More research needs to be pursued to discover degrees of efficacy in other areas of promise such as in treating anxiety, depression, bipolar disorder, autism, nausea, vomiting, muscle spasms, seizures, and many neurologic disorders. Patients deserve to have cannabis released from its current federal prohibition so that scientific research can proceed and so that physicians can prescribe cannabis with the same freedom accorded any other safe and effective medications.
https://www.ncbi.nlm.nih.gov/pmc/articles/PMC2503660: The endocannabinoid system is tonically active in control of pain, as demonstrated by the ability of SR141716A (rimonabant), a CB1 antagonist, to produce hyperalgesia upon administration to mice (Richardson et al 1997). As mentioned above, the ECS is active throughout the neuraxis, including integrative functions in the periacqueductal gray (Walker et al 1999a; Walker et al 1999b), and in the ventroposterolateral nucleus of the thalamus, in which cannabinoids proved to be 10-fold more potent than morphine in wide dynamic range neurons mediating pain (Martin et al 1996). The ECS also mediates central stress-induced analgesia (Hohmann et al 2005), and is active in nociceptive spinal areas (Hohmann et al 1995; Richardson et al 1998a) including mechanisms of wind-up (Strangman and Walker 1999) and N-methyl-D-aspartate (NMDA) receptors (Richardson et al 1998b). It was recently demonstrated that cannabinoid agonists suppress the maintenance of vincristine-induced allodynia through activation of CB1 and CB2receptors in the spinal cord (Rahn et al 2007). The ECS is also active peripherally (Richardson et al 1998c) where CB1 stimulation reduces pain, inflammation and hyperalgesia. These mechanisms were also proven to include mediation of contact dermatitis via CB1 and CB2 with benefits of THC noted systemically and locally on inflammation and itch (Karsak et al 2007). Recent experiments in mice have even suggested the paramount importance of peripheral over central CB1 receptors in nociception of pain (Agarwal et al 2007)

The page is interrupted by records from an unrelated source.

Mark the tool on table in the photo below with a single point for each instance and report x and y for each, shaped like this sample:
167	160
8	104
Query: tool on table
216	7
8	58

https://www.ncbi.nlm.nih.gov/pmc/articles/PMC3728280: Management of severe chronic pain is best done by a multi-pronged approach, individualizing it not just according to the disease but also according to patient preferences and their side effect profiles. Currently there is intriguing evidence from animal studies showing efficacy of cannabinoids as antinociceptive agents, however data from human studies is still emerging. Cannabinoids may form a useful adjunct to current analgesic drugs in many conditions, especially in low doses incapable of inducing hyperalgesia or other side effects. They can also be used as rescue drugs when opioid analgesia is ineffective or inadequate, or as opioid sparing agent. They also appear to antagonize several side effects of opioids, and the opioid-cannabinoid combination may become a very useful agent in the long-term management of severe pain. Preclinical data also suggest a beneficial effect of cannabinoids on the disease process in HIV, cancer, and MS. While smoked marijuana tends to be a controversial territory, evidence points to significant multi-symptom relief from it especially in HIV patients. Cannabis derived medications deserve to be investigated in rigorously designed studies so that their role in managing severe and chronic pain in various conditions can be more clearly defined. The legalization of medical marijuana would also enable more clinical trials in humans, and development of cannabis-derived drugs for multiple disease processes, in addition to treating severe pain. Moreover, examination of cannabinoids and their receptors may potentially lead to a new understanding of disease processes as well. Thus, the medical, as well as the general community, need to move beyond preconceived notions about cannabis, and focus on its potential advantages in treating a host of conditions, including severe pain.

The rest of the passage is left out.